2. Reducing the size of problem

The second mistake is to reduce the size of the problem in our minds. While trying to be ‘nice’ you don’t make a big noise about anything.  You reduce the importance of a problem and make it lesser than it is. You rationalize a problem and swallow disappointments to make it manageable. The problem however only increases in size and its weight begins to cause unbearable stress on individuals. 

3. Carrying the burden

The third mistake is in trying to carry the minimised “small” problems rather than deal with them effectively. Unarticulated, unresolved problems start off small but become a big, heavy burden in us over time. 

Then, everything suddenly explodes and destroys the marriage with accusations being hurled retrospectively. That sweet, nice person suddenly becomes a selfish, unreasonable person

Think of it: love makes you stronger, not weaker.  If you have tired and weakened over the years, it must only mean that you never learned to love in the first place. It’s as idiotic as working out in a gym and discovering you have lesser strength than when you began!

The reality is that if you want to make something of your own life you can. You need to trust in no one else but yourself. Each of us has all the capabilities and resources for doing as we want. The easiest thing to believe is that your spouse is  interfering with your potential to be and do. The toughest thing to believe is that you have the love and power to be impactful meaningfully in your spouse's life.

The sad truth is that we can get what we want, without ever becoming who we needed to be. The sadder truth is that we are not giving up on someone else as much as we are giving up on ourselves.

Marriage forms us like no other relationship because it enables two people to let go of their previous selves, and  together become a third new self.

Love yourself enough to let go, grow, and evolve. It is never too late to start. 

Love your marriage. Stop fault-finding no doubt, but start identifying fault. It is perhaps the most loving thing we can do.

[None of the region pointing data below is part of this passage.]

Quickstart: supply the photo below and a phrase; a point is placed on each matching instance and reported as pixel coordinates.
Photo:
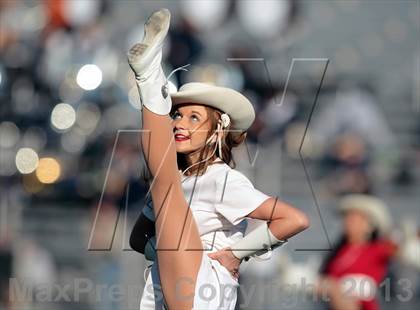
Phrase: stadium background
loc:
(337, 80)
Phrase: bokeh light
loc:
(63, 116)
(26, 160)
(35, 138)
(89, 77)
(48, 171)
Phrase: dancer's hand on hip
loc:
(228, 260)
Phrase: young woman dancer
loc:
(204, 118)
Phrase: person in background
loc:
(351, 274)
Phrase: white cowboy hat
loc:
(373, 207)
(233, 103)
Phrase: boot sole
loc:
(155, 30)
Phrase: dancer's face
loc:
(191, 125)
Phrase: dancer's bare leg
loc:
(176, 230)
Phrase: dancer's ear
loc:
(212, 139)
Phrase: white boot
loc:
(145, 60)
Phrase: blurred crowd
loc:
(70, 110)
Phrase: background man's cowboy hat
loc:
(373, 207)
(236, 105)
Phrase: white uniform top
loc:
(220, 200)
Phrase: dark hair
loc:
(342, 241)
(230, 140)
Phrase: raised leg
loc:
(179, 247)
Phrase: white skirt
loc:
(215, 288)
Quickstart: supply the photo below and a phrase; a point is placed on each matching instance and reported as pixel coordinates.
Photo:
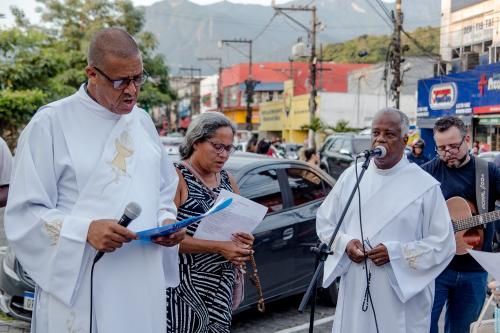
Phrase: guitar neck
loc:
(474, 221)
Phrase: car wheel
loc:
(330, 294)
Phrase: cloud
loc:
(358, 8)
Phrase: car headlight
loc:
(10, 258)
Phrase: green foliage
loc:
(17, 107)
(377, 46)
(342, 126)
(316, 125)
(39, 64)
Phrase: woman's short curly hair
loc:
(202, 128)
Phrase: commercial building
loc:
(467, 81)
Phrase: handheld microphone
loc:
(379, 151)
(132, 211)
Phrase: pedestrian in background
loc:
(311, 156)
(203, 300)
(417, 153)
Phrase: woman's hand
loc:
(235, 251)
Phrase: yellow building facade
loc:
(287, 116)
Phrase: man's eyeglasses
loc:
(452, 149)
(123, 83)
(219, 147)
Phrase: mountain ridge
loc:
(187, 31)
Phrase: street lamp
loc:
(219, 81)
(249, 82)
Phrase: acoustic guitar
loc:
(469, 233)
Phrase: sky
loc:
(29, 7)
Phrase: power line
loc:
(265, 28)
(380, 15)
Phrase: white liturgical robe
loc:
(77, 162)
(402, 208)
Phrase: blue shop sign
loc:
(476, 91)
(445, 95)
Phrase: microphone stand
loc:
(324, 250)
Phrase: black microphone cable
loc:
(91, 292)
(132, 211)
(368, 295)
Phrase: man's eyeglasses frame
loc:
(452, 149)
(121, 84)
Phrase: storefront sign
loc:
(443, 96)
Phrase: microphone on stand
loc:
(132, 211)
(377, 152)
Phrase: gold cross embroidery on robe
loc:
(411, 256)
(123, 150)
(53, 229)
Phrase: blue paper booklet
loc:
(170, 228)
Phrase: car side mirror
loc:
(344, 151)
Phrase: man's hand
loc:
(172, 239)
(107, 235)
(379, 255)
(354, 250)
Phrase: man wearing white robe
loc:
(79, 162)
(407, 234)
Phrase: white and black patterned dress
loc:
(202, 303)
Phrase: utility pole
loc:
(397, 53)
(219, 80)
(311, 31)
(195, 99)
(249, 82)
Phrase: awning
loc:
(429, 122)
(265, 86)
(489, 121)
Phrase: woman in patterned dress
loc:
(202, 303)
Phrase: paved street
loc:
(283, 317)
(280, 317)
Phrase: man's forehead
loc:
(451, 133)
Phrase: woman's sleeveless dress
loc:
(202, 303)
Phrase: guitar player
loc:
(462, 285)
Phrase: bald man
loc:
(79, 162)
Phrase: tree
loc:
(39, 64)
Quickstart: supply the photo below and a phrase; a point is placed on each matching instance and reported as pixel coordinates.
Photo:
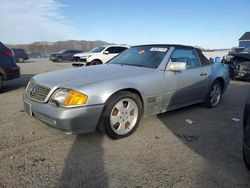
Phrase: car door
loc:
(187, 86)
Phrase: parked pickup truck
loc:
(98, 55)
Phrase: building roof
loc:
(246, 36)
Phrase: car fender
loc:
(100, 92)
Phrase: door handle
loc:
(203, 74)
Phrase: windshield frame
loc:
(97, 47)
(166, 52)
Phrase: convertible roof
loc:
(167, 45)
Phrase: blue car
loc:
(8, 68)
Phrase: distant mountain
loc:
(59, 45)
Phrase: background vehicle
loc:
(246, 132)
(239, 64)
(20, 55)
(98, 55)
(66, 54)
(148, 79)
(8, 68)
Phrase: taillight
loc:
(8, 53)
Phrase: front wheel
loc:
(214, 95)
(122, 114)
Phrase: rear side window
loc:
(187, 56)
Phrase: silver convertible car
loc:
(143, 80)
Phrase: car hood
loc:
(79, 77)
(83, 54)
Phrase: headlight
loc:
(67, 97)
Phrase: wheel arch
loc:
(131, 90)
(222, 81)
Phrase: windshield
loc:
(246, 50)
(97, 49)
(143, 56)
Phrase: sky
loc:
(205, 23)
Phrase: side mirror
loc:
(177, 66)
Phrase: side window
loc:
(187, 56)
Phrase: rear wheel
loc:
(214, 95)
(122, 114)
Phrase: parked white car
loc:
(98, 55)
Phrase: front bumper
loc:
(70, 120)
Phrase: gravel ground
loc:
(165, 151)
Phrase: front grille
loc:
(37, 92)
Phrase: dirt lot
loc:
(156, 155)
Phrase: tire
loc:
(213, 99)
(122, 115)
(95, 62)
(20, 59)
(1, 82)
(59, 59)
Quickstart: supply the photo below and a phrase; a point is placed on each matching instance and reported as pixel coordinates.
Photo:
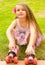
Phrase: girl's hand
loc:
(30, 50)
(11, 45)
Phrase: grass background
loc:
(6, 17)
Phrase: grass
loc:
(6, 17)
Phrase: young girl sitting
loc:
(24, 30)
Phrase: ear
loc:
(14, 10)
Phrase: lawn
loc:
(6, 17)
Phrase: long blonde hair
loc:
(30, 17)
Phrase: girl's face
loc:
(20, 11)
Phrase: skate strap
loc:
(32, 55)
(12, 52)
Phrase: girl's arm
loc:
(32, 40)
(9, 33)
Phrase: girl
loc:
(24, 30)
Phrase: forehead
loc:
(20, 7)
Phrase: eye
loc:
(18, 10)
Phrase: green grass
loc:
(6, 17)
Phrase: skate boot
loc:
(30, 60)
(12, 55)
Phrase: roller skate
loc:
(12, 55)
(30, 60)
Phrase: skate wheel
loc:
(7, 60)
(35, 61)
(15, 60)
(26, 61)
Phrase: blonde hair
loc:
(30, 17)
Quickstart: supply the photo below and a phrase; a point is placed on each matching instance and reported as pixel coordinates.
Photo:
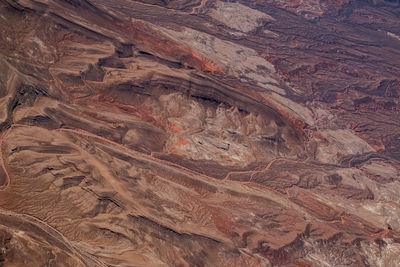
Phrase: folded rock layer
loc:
(199, 133)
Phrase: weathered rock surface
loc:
(199, 133)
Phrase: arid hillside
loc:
(199, 133)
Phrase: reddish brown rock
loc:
(199, 133)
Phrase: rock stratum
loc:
(199, 133)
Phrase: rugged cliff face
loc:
(199, 133)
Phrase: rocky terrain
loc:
(199, 133)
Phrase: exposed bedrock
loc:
(199, 133)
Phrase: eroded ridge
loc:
(199, 133)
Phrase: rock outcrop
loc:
(199, 133)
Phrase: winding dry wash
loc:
(199, 133)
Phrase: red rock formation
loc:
(199, 133)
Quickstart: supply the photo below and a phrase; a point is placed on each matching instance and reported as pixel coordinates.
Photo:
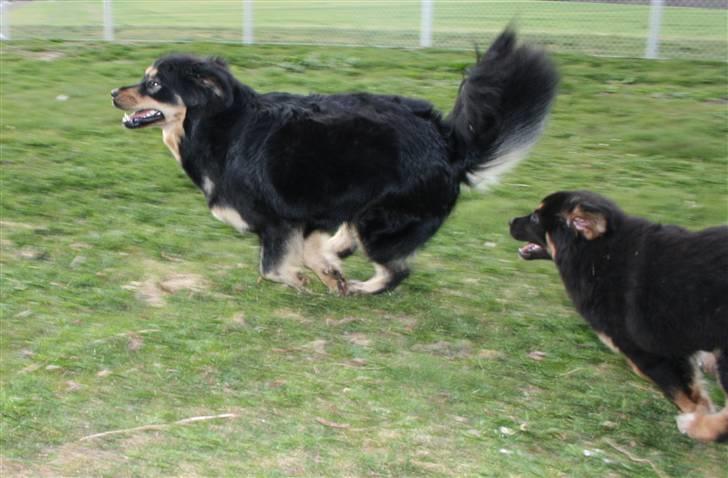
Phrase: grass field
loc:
(599, 28)
(125, 304)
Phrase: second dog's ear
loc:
(590, 224)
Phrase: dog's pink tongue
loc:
(143, 114)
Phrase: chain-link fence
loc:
(634, 28)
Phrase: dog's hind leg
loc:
(281, 256)
(679, 378)
(388, 241)
(709, 427)
(343, 244)
(386, 277)
(320, 258)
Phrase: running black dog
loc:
(385, 170)
(658, 294)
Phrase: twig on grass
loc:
(159, 426)
(636, 458)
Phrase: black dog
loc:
(658, 294)
(386, 170)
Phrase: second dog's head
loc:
(173, 85)
(562, 218)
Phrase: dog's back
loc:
(677, 295)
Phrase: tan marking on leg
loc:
(320, 258)
(697, 390)
(637, 370)
(229, 216)
(606, 340)
(684, 402)
(288, 271)
(551, 245)
(172, 135)
(704, 427)
(343, 240)
(377, 282)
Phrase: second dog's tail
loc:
(501, 108)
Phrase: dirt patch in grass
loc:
(154, 290)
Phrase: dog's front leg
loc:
(320, 258)
(281, 256)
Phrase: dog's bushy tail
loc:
(501, 108)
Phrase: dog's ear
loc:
(213, 76)
(588, 221)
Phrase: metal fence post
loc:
(247, 22)
(653, 36)
(4, 20)
(108, 21)
(426, 23)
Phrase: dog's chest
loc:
(220, 209)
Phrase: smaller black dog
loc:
(656, 293)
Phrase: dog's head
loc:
(560, 218)
(171, 87)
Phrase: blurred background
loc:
(624, 28)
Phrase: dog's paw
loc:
(334, 280)
(685, 422)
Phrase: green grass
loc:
(424, 379)
(598, 28)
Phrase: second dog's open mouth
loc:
(142, 118)
(533, 251)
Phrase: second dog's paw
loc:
(685, 422)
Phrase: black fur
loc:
(659, 292)
(389, 166)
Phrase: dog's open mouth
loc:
(142, 118)
(533, 251)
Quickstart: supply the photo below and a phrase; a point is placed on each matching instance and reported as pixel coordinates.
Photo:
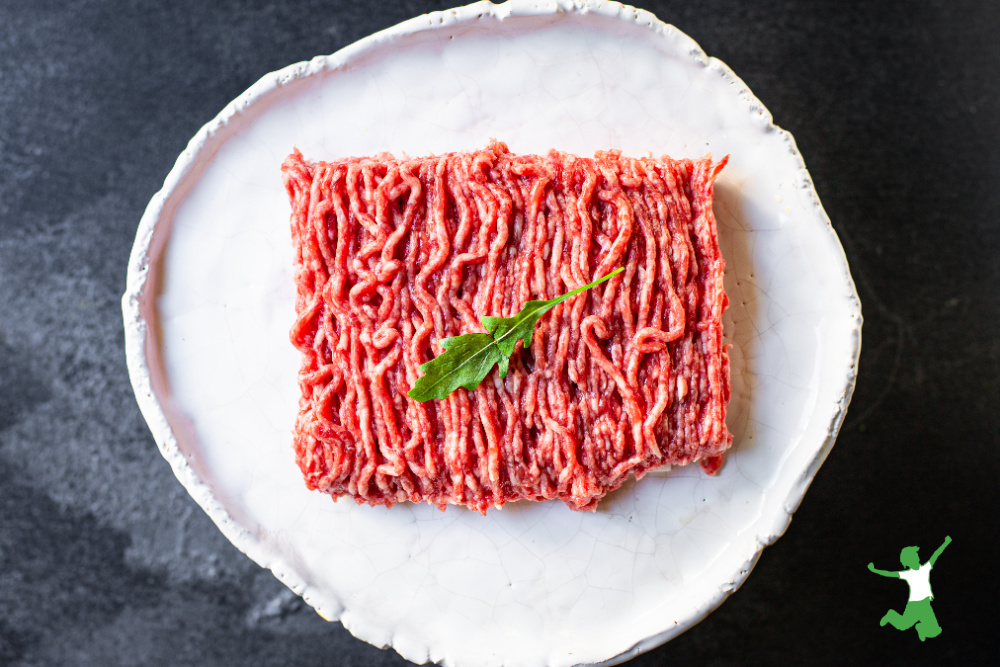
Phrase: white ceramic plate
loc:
(210, 301)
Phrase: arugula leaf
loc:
(467, 359)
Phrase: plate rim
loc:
(140, 318)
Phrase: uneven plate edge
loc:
(139, 309)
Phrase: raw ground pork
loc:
(392, 255)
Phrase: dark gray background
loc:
(105, 560)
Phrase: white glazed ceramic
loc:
(210, 301)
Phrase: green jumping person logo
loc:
(918, 610)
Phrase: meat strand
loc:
(392, 255)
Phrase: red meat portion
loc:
(392, 255)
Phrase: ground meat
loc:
(392, 255)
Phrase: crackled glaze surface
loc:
(210, 301)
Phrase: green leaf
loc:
(469, 358)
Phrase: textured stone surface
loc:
(105, 560)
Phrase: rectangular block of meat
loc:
(393, 255)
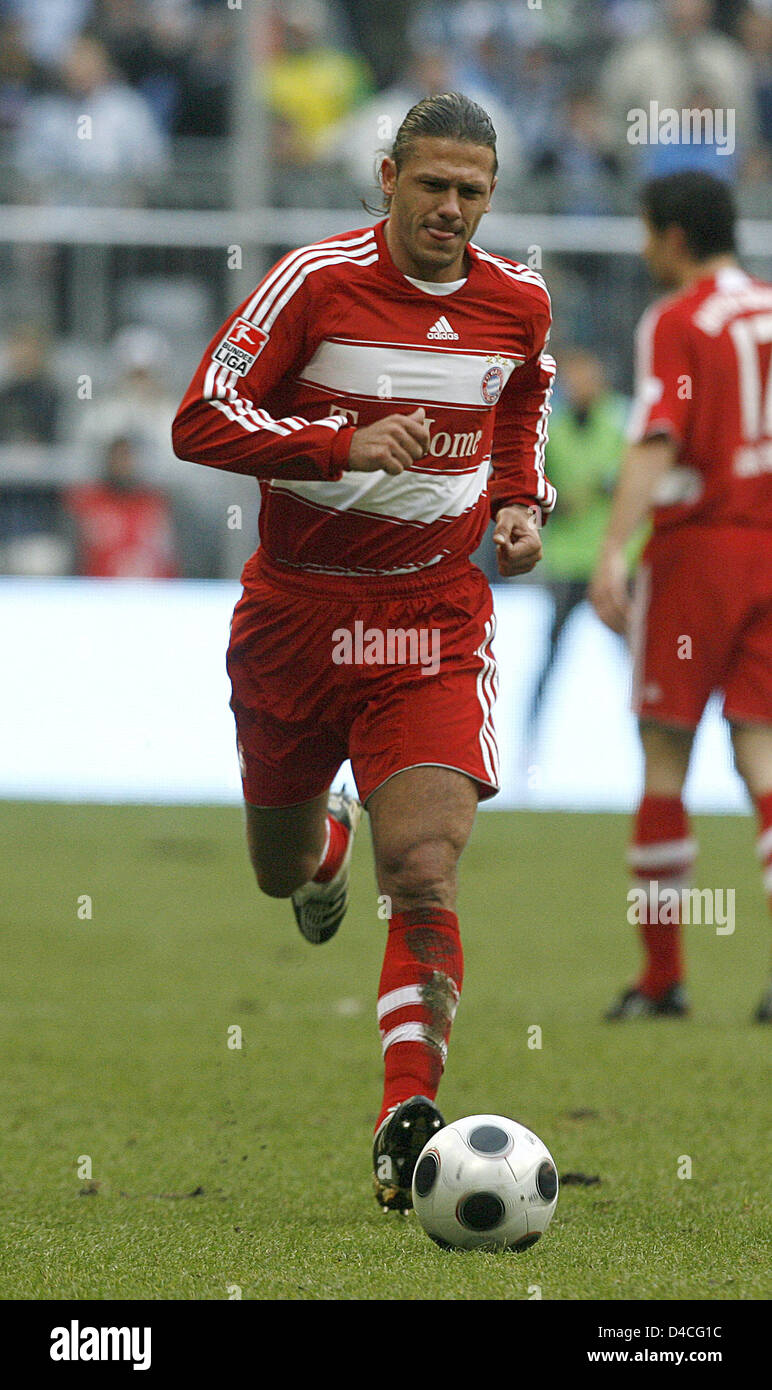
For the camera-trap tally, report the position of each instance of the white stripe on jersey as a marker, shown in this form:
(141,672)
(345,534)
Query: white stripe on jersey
(519,273)
(267,321)
(487,690)
(412,373)
(266,292)
(411,496)
(263,307)
(648,388)
(220,391)
(545,492)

Love is willing the good of another and none of us can be our best without healthy edits, critical feedback, and resetting of direction and purpose.

(1) Don’t accuse 
(2) Be clear on what becomes better and why (not who is proved superior) 
(3) Be sure about how this feedback makes your spouse a better person. 
(4) Be clear on what will fail for your spouse, if they don’t change (not what will fail for you) 
(5) Be transparent about what you are depending upon from your spouse.

Divorce, breaking up, or distancing ourselves is never about the truth of the other person; it is never about their failings, faults and weaknesses. It is always the truth of the strength of love we ourselves have, and our confidence in the impactfulness of this love on another.

Don’t give up. Find help and  gain strength but don’t give up. No individual is ever a lost cause. We lose our willingness to love and work. We falsely imagine that love emanates from us. We falsely believe that love has limits.

Enable love to form you. Be your genuine self today. 

Speak your mind. Articulate and clarify your expectations. Come to agreements. Be willing to carry the weight of your spouse’s failure to uphold these agreements. Be the rock that he or she can stand on.

The work of marriage is to make us as loving as love itself is. Love has no limits. Love depends entirely on what you choose.

Love your spouse, but love your marriage more.